Here is what I normally do for my own multi-sample analyses:

In my own experience, I always have to assemble paired-end reads with pear, and I always have to trim primers and adaptors from sequences with cutadapt (if your experience is different, I'd be interested to read you). For swarm to be able to work directly with fastq files, we would need to duplicate these rather complex pieces of software.

We are trying to keep swarm light and streamlined: swarm should be an element in a pipeline, not a pipeline in itself.

Thanks for understanding,

deprekate commented 9 years ago

I have amplicon unpaired reads, which are already trimmed, in fastq format.
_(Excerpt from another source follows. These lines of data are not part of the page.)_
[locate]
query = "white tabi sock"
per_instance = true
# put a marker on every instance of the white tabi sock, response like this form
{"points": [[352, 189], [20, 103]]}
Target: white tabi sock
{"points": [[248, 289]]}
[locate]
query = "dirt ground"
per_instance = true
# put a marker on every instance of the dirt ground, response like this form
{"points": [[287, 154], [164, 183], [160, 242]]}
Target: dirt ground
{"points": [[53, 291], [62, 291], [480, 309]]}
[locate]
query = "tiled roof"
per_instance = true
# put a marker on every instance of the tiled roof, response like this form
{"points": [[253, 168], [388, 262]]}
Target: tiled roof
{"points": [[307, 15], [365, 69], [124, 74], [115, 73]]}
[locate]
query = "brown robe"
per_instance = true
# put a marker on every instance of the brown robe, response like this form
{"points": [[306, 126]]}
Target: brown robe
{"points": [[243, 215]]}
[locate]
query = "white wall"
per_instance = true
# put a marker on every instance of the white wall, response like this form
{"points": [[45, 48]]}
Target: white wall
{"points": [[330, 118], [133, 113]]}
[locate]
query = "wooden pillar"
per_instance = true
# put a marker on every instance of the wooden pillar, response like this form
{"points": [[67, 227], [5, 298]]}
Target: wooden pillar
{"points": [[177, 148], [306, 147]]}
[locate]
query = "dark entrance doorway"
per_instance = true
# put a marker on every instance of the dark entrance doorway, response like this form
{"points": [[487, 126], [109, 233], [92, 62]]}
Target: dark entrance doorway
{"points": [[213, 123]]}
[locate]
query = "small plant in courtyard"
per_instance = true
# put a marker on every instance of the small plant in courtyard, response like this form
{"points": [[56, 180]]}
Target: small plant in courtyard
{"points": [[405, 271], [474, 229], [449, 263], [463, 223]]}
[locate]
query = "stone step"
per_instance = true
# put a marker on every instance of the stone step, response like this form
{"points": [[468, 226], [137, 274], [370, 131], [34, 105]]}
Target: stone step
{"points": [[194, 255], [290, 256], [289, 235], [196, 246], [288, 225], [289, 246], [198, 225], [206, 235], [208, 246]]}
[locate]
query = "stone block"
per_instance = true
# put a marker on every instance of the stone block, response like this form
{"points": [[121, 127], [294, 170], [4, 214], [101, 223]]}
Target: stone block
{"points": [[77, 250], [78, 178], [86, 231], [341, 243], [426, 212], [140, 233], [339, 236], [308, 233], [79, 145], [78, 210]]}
I just want to remove all technical replicates (allow ~1bp mismatch for sequencing error).

I guess VSEARCH is the tool I want, and not SWARM?
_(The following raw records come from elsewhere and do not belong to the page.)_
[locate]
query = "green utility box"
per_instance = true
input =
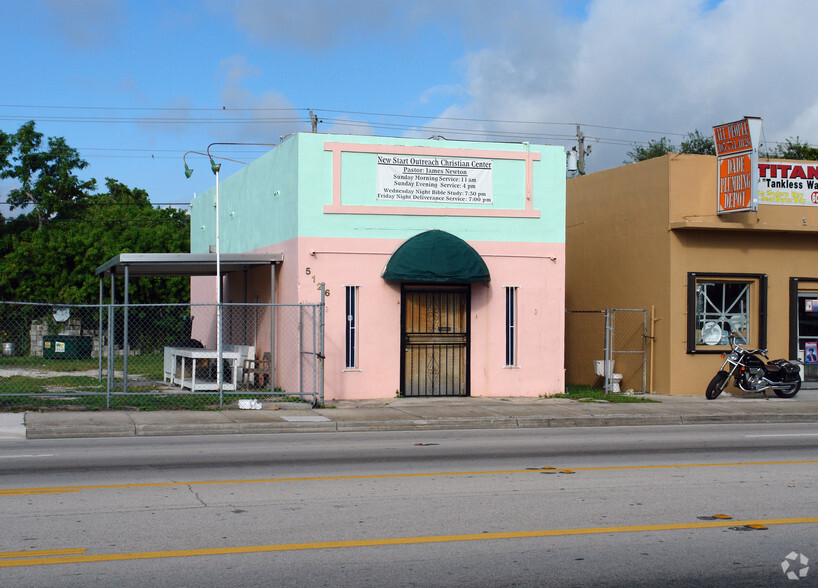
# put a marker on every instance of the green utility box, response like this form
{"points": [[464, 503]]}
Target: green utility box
{"points": [[67, 347]]}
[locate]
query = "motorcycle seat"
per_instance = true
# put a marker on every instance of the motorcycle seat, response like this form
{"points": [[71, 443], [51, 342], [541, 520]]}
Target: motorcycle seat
{"points": [[773, 367]]}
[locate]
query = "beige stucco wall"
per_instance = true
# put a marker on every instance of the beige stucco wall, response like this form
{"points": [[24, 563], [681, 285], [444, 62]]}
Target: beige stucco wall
{"points": [[617, 251], [635, 232]]}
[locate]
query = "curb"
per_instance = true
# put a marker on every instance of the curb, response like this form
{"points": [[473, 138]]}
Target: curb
{"points": [[245, 428]]}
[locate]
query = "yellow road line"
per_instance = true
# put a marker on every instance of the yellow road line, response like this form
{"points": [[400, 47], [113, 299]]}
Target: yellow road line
{"points": [[58, 489], [397, 541]]}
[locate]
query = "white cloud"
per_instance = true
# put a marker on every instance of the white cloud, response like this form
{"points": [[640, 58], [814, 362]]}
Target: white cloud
{"points": [[263, 117], [670, 66]]}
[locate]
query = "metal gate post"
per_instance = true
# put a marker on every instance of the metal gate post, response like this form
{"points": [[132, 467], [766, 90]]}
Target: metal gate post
{"points": [[608, 350], [320, 390]]}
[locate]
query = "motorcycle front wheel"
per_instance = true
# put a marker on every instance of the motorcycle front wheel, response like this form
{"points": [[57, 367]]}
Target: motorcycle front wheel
{"points": [[716, 385], [789, 392]]}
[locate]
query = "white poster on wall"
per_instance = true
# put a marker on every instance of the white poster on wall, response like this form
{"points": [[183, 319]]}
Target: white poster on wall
{"points": [[449, 180]]}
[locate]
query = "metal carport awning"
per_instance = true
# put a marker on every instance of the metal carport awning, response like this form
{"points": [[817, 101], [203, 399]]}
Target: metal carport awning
{"points": [[174, 264], [184, 264]]}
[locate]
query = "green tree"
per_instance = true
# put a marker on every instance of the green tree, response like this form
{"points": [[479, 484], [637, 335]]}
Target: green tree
{"points": [[45, 178], [695, 143], [698, 144], [654, 148], [57, 263]]}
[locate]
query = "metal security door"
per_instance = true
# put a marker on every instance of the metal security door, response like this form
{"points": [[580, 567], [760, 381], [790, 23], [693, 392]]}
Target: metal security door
{"points": [[435, 337], [807, 334]]}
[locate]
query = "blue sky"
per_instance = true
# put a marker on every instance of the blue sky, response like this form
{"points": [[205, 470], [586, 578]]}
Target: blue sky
{"points": [[134, 84]]}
And yep, I am using SWARM in a pipeline to replace a sequence assembly step, when users have amplicon reads, instead of shotgun reads.

colinbrislawn commented 9 years ago

@frederic-mahe :clap:

We are trying to keep swarm light and streamlined: swarm should be an element in a pipeline, not a pipeline in itself.

Thank you for developing Swarm according to the linux philosophy of 'do one thing well'

@deprekate I would recommend converting your fastq files to fasta, then dereplicate with vsearch. sed -n '1~4s/^@/>/p;2~4p' sequences.fastq > sequences.fasta vsearch -derep_fulllength sequences.fasta -sizeout -output sequences.derep.fna If you are only interested in removing '~1bp mismatch', you may be able to use swarm with d=1

frederic-mahe commented 9 years ago

Thanks @colinbrislawn,

indeed the next command is:

swarm -d 1 -z -w sequences.derep.seeds.fna sequences.derep.fna > /dev/null

to clusterize using ;size= abundance pattern and to collect representative sequences in fasta format (hence using swarm as a denoising method).

frederic-mahe commented 9 years ago

I am going to close that issue. Feel free to re-open it if need be.